Northwest Marine Iron Works was organized in May 1943 in Portland, Oregon. It employed more than 1,000 workers by September 1944. By December 1944, the company ran its ship repair operations at a harbor wall area on the Willamette River near the Burnside Bridge.

Following the end of World War II, the company maintained a ship repair and ship conversion business at the Port of Portland's Swan Island shipyard. The Oregonian reported in 1968 that the company handled approximately 50 percent of the dry dock and ship repair work done in Portland.

In 1974, the company entered an agreement with the Port of Portland and Pacific Alaska Line (a division of Crowley Maritime) to construct three barges for use in a trade link between Oregon and Alaska.

In the 1980s, the companies at the Swan Island shipyard experienced financial difficulties due to an industry-wide slump in shipbuilding and ship repair. Northwest Marine Iron Works filed for Chapter 11 bankruptcy in 1986. At the time, it was one of two unionized ship repair companies at Swan Island, along with Dillingham Ship Repair. In 1988, the company had around 1,300 employees.

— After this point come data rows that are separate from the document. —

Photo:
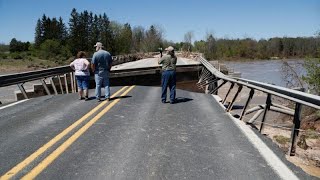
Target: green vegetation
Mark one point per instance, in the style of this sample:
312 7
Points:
54 41
313 75
312 134
281 139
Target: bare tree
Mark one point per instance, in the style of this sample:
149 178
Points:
291 74
188 40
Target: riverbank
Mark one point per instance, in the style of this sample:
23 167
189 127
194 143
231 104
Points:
277 127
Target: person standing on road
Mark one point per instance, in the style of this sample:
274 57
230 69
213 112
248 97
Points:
168 77
81 66
101 65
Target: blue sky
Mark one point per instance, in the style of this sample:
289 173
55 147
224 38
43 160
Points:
225 18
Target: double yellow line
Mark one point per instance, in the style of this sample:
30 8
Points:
49 159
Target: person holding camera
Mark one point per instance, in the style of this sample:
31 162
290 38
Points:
101 65
81 67
168 78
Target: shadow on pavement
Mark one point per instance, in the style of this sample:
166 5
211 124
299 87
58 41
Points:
182 100
113 98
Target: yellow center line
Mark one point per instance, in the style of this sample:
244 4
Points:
55 154
12 172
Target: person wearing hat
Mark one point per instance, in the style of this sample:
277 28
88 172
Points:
101 65
168 78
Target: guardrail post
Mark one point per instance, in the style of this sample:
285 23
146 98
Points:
60 84
231 87
53 86
247 103
45 86
234 98
71 82
295 129
215 91
23 91
75 82
66 83
268 104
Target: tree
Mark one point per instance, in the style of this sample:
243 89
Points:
137 38
38 39
313 74
153 39
211 47
188 40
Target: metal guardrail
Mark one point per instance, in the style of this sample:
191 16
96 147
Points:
209 79
67 73
12 79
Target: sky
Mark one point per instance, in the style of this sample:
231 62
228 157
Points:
258 19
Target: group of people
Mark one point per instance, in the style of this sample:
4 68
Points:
101 65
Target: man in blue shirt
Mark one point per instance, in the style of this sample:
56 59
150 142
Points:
101 65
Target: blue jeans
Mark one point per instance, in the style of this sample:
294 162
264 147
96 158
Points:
168 79
102 80
83 82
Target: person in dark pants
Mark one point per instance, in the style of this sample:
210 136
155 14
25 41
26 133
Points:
168 78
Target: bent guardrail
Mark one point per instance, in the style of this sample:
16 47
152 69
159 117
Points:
210 77
65 78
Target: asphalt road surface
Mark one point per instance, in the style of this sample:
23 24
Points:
134 136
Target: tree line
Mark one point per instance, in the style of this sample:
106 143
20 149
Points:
54 39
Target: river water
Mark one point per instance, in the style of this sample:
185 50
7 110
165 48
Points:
268 71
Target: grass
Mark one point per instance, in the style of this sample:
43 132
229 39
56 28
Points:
30 63
312 134
281 139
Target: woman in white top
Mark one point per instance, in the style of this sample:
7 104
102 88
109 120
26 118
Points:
81 66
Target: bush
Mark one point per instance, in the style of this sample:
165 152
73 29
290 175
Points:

Southwest Marine, a San Diego-based shipbuilding company, signed an agreement to buy Northwest Marine Iron Works in March 1989. The Port of Portland, one of Northwest Marine's creditors, agreed to write off a portion of the company's debt in order to facilitate the sale. Cascade General, a competing ship repair company in Portland, filed a lawsuit against the port, alleging that waiving the debt violated the port's contractual agreement with its other shipyard contractors. The company's sale to Southwest Marine was finalized by June 1989. Southwest Marine shut down its Portland operation in 1992.

As of 2025, the company's former headquarters is occupied by an artist studio space named NW Marine Art Works.

== Notable vessels constructed ==
- Portland, the last steam-powered, sternwheel tugboat produced in the U.S.